On Tuesday, the Knesset approved several bills that were submitted that would make most red-blooded Americans flinch, because, you know, the bill of rights?
Here we go:
This law is based on a bill originally submitted by Gideon Sa’ar during the Bennett-Lapid government. The official initiators of this bill are: Yitzhak Kreuzer, Oded Forer, Avigdor Lieberman, Yevgeni Sova, Sharon Nir, Yulia Malinovski, Hamed Amar of the Yisrael Beytenu party.
The stated purpose is to find, fight and seize illegal weapons [that have flooded Arab society and led to armed clan wars, extortion, gun violence and murders]. But its scope goes beyond that, and we won’t be surprised when its use extends beyond the limited imaginations of its sponsors.
The law will be in place for one year.
A police officer may, without a search warrant, enter and search any house or place if reasonable suspicion has arisen that there is a weapon or an essential part of a weapon there that may be used as evidence for the commission of a crime; if failure to perform the search immediately would frustrate the purpose of the search, and it is not possible to obtain a search warrant to prevent eliminating the evidence – the search will be carried out after obtaining the permission of a police officer in the rank of superintendent and above; the approval will be documented in writing and will include the circumstances and reasons for why the search is required immediately and without a warrant.
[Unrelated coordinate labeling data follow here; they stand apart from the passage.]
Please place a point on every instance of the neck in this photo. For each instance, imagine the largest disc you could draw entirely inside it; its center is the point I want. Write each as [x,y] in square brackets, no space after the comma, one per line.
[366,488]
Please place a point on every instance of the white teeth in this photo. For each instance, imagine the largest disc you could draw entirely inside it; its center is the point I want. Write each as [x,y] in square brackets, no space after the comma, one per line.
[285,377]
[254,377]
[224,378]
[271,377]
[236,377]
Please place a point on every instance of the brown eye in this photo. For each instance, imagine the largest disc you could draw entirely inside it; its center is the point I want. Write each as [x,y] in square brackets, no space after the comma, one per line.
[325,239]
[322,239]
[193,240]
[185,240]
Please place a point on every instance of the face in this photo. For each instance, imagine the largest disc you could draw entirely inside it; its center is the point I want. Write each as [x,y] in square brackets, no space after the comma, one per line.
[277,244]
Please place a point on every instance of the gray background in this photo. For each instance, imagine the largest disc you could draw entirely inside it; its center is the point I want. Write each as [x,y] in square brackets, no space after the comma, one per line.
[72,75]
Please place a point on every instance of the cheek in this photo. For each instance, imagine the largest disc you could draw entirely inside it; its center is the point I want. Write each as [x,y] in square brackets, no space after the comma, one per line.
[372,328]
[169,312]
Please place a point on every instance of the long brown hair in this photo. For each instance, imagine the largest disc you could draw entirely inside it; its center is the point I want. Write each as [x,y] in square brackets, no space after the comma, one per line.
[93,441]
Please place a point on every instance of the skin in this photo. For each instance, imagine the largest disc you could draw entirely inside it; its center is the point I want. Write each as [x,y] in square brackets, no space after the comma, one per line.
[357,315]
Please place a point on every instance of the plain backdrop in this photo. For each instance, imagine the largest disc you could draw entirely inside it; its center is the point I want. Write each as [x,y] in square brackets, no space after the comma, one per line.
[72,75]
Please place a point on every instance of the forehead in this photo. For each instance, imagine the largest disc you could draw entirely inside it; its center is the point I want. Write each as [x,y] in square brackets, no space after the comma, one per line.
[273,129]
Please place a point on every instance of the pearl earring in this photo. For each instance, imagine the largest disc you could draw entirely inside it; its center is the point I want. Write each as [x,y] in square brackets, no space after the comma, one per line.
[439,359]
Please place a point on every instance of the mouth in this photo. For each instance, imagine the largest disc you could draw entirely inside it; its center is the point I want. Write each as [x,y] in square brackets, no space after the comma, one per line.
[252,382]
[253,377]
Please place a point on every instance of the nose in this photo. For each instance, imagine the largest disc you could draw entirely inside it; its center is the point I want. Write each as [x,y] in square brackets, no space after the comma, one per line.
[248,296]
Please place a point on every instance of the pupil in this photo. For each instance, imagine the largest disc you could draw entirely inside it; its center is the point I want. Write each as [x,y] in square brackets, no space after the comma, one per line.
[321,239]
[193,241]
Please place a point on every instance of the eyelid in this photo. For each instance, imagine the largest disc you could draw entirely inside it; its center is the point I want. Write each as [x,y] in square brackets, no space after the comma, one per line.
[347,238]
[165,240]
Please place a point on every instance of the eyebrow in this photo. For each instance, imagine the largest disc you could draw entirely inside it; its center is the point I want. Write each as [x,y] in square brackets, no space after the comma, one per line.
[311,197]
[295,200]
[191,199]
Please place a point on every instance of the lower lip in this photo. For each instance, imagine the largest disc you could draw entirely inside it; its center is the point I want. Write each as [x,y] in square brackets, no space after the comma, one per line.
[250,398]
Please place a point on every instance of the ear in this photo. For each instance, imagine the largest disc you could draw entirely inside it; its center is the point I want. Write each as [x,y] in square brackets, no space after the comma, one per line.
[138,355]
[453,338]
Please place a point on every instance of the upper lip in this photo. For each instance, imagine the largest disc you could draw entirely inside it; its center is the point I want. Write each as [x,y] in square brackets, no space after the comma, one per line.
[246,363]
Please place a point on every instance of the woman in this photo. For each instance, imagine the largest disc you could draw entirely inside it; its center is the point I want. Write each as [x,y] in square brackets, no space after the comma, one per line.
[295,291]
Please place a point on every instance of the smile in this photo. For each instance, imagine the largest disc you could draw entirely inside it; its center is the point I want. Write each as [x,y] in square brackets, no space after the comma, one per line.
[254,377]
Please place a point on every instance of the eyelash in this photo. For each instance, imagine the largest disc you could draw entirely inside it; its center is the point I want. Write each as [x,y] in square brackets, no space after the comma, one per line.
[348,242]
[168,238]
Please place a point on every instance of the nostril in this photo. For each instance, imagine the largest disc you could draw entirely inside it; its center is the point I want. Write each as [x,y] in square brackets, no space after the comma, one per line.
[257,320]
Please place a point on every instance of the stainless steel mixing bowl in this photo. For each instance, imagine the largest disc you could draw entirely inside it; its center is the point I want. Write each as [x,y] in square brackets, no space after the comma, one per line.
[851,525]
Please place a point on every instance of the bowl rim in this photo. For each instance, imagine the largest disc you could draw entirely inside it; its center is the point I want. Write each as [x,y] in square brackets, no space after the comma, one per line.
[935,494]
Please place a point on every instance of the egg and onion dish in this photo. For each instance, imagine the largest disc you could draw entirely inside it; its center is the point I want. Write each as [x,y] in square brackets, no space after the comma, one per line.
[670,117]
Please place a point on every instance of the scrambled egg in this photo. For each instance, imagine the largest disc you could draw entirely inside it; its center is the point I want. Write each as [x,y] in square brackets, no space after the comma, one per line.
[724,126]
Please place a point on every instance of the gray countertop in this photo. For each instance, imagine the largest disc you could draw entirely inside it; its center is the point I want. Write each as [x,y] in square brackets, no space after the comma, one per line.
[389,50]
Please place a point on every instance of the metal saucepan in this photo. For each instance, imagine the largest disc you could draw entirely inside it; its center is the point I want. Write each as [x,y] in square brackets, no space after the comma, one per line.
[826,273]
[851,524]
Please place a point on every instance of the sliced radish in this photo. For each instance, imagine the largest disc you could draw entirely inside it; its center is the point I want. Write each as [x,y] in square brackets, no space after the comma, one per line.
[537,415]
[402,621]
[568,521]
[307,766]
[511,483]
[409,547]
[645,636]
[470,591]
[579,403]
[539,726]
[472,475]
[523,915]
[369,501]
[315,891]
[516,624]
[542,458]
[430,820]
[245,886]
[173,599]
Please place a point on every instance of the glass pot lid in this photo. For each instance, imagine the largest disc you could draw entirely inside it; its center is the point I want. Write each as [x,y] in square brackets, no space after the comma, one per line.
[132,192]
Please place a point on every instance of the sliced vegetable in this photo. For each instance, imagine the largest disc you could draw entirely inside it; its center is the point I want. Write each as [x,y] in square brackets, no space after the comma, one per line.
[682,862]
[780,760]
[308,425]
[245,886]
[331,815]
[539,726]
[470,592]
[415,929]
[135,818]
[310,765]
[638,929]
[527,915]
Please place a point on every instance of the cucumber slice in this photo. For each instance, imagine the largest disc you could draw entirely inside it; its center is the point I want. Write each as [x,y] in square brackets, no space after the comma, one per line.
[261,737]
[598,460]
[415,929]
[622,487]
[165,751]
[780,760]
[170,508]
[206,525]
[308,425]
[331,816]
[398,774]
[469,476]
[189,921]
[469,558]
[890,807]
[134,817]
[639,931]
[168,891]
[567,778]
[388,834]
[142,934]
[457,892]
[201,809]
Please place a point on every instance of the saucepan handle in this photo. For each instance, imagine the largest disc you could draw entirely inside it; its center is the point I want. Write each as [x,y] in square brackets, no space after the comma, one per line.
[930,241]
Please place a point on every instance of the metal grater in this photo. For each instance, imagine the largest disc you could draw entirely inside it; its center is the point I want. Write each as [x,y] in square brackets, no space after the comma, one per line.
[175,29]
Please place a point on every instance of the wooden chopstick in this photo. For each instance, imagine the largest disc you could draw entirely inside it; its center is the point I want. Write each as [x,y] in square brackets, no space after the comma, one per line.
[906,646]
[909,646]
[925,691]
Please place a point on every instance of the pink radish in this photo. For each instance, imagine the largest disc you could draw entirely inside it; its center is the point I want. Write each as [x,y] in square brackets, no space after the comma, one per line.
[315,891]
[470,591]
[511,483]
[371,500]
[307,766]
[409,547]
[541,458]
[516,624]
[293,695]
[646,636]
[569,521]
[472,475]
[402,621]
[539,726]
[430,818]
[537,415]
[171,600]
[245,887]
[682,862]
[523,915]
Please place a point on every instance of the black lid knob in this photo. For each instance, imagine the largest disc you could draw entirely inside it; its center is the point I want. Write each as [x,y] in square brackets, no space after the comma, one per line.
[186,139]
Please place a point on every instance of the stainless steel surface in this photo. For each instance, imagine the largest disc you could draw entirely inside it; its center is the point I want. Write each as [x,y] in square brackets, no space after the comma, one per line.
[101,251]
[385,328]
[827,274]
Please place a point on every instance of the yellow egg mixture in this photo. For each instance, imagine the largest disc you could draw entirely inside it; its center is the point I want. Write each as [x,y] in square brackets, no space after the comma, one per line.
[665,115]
The law extends beyond just illegal weapons, but also to devices that contain cameras, such as cellphones or home security monitors:
A reasonable suspicion has arisen that there is in the house or in a place video documentation or a camera that may be used as evidence of committing a serious crime or an offense according to sections 144(a), (b) or 340a(b) of the Penal Law, if the search is not carried out in an immediate manner would frustrate the purpose of the search, and a search warrant cannot be obtained given the need, perform the search immediately to avoid loss of, or damage to evidence.
Call it illegal search and seizure where the police are supervised by the police and not an outside body, such as the court.
If the police officer finds something else illegal that he wasn’t looking for in your home during his warrantless search, he must present it to a judge – the same judge who should have given a warrant but wasn’t asked – and the judge will decide what should be done with the item.
There’s obviously no way this law is going to be abused by the police.
Collection and Analysis of Passenger Data Entering or Leaving Israel Act 2023-2023
The head of the National Center for the Diagnosis of Passenger Data may demand from a passenger carrier information about all the passengers and flight crew on the aircraft. The data must be submitted no later than 48 hours before the time of departure; when a passenger checks in; immediately after closing the aircraft’s door so no additional passengers may embark.
If a center employee becomes suspicious about a passenger or a crew member at a later time, the carrier must provide the requested information.
The center will be independent in exercising its powers to fulfill its duties, according to the provisions of this law.
Enforcement powers – Amendment Permitting Body Search and Taking Means of Identification 5783 – 2023
The new law is based on an agreement between the governments of Israel and the United States on enhancing cooperation in preventing and combating serious crime and terrorism.
It includes among other things instructions regarding the transfer of a person’s identification information or identification data generated from his fingerprints, including any accompanying official documents which reflect it, and which were authorized by agents of the governments of Israel and the United States of America.
Were you picked up for any kind of low-level misdemeanor and fingerprinted at your local Israeli police station? The US is now entitled to receive your fingerprints without going through those needless red-tape procedures that involve the court. Things will be so much smoother from now on.
Israelis never really caught on to the concept that increased security always comes at the price of lost liberty. But still, one would think a country up in arms against judicial reforms that actually strengthen democracy, would manage to hold a protest or two against laws that could strike at their basic civil rights.